Hacia las siete de la tarde del pasado miércoles, madrugada del jueves en España, la tierra tembló violentamente en la región de Ica, Perú, dejando, son las cifras que leo hoy, alrededor de 500 personas muertas, unas 1.100 heridas y sobre 200.000 afectadas en mayor o menor grado.
Me hace notar Zalabardo que hay nombres de regiones o de ciudades que se hacen de conocimiento general por circunstancias bien desagradables, como sucede en este caso con Ica y Pisco, nombres que para la inmensa mayoría resultaban hasta el jueves inexistentes. Siempre pasa igual, pues tuvieron que ser también terremotos devastadores la razón que nos permitiera saber situar sobre el mapa la ciudad marroquí de Agadir, en 1960, o en 1966 Taskent, la actual capital de Uzbekistán.
Pero la intención de Zalabardo no es presumir ahora de sus conocimientos geográficos. Lo digo porque lo conozco y creo saber qué es lo que pretende al empezar a hablarme de esa manera. La radio, la televisión, la prensa nos han contado casi todo lo que por ahora se puede referir de la catástrofe. No queremos, pues, ser simples redifusores de lo que todo el mundo sabe. Persigue Zalabardo, sigo interpretando sus intenciones, que nos fijemos en otros aspectos.
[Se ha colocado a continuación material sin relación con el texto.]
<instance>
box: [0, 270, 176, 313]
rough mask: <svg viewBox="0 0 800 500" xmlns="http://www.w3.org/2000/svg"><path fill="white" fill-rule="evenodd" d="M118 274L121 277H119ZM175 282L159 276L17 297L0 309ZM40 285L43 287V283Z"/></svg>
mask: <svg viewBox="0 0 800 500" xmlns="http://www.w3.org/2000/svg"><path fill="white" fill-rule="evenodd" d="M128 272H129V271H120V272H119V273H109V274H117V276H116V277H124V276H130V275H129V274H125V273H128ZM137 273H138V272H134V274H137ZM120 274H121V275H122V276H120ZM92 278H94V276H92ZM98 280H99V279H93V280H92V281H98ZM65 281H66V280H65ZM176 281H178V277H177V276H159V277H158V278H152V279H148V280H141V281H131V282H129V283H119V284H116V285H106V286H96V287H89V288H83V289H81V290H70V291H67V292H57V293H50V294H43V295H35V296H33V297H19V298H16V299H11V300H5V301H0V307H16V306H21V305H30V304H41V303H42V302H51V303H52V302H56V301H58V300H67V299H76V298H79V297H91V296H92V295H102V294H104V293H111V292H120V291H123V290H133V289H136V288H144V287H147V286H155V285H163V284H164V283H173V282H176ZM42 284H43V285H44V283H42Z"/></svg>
Por ejemplo, que siendo Perú un país colocado por los datos del Índice de Desarrollo Humano que elabora la ONU en el puesto 82, lo que significa que hay que situarlo entre los países que experimentan un desarrollo medio, no debemos, sin embargo, engañarnos pues también es uno de esos países en que los beneficios del desarrollo van a parar a manos de unos pocos mientras la gran mayoría de la población subsiste sumida en unos elevados niveles de pobreza.
Ahora, tras el desastre, parece que la solidaridad se vuelca en ayuda de los damnificados. No está mal, me dice Zalabardo, pero, ¿por qué socorrer a los necesitados cuando la ayuda aparece disfrazada de caridad y no hacerlo en todo momento, cuando es cuestión de justicia? Si los damnificados peruanos hubiesen dispuesto de viviendas construidas con materiales que no fueran el humilde y débil adobe, los daños, aun graves, no lo hubieran sido tanto.
La calamidad se agrava porque, en estos casos, el caos en la distribución de las ayudas lo empeora todo. ¿Por qué los pobres afectados tienen que quejarse de que el presidente del país y el resto de las autoridades aparezcan por la zona rodeados de una cohorte de reporteros gráficos y televisivos, mientras falta lo más indispensable, agua para beber e, incluso, lo más trágico, ataúdes para enterrar a los muertos?
Preguntas de esa índole surgen a cada momento: ¿por qué comienzan a proliferar por todos lados, y sin que nadie lo evite, las hienas que huelen su fácil botín mediante el pillaje y la especulación de los precios? El transporte hacia la zona afectada, leía, ha experimentado un aumento de casi un 80 %. Justificación que aportan los empresarios: es algo ineludible en razón de la demanda. Pero quizá ni siquiera debamos llamarlos hienas, pues estas, al fin y al cabo, solo buscan su supervivencia cuando acuden a un cadáver; estos malvados, en cambio, están prestos en convertir en lucro fácil cualquier necesidad de un desgraciado.
Le pregunto a Zalabardo si no serán estos casos muestras probatorias de eso de que el hombre es lobo para el hombre. Zalabardo lo niega con fuerza y mantiene que por mucho que sea nuestro egoísmo y nuestra maldad, siempre prevalecerá la solidaridad. Y añade que, pese a que últimamente parece haber una cierta desconfianza ante la actuación de alguna que otra ONG, no debemos reparar en ello para retener nuestra ayuda a los damnificados de Perú. Siempre habrá organizaciones que merezcan toda nuestra confianza. Cruz Roja, Médicos sin Fronteras, Médicos Mundi, Save the Children, Intermón Oxfam... parecen instituciones alejadas de cualquier sospecha.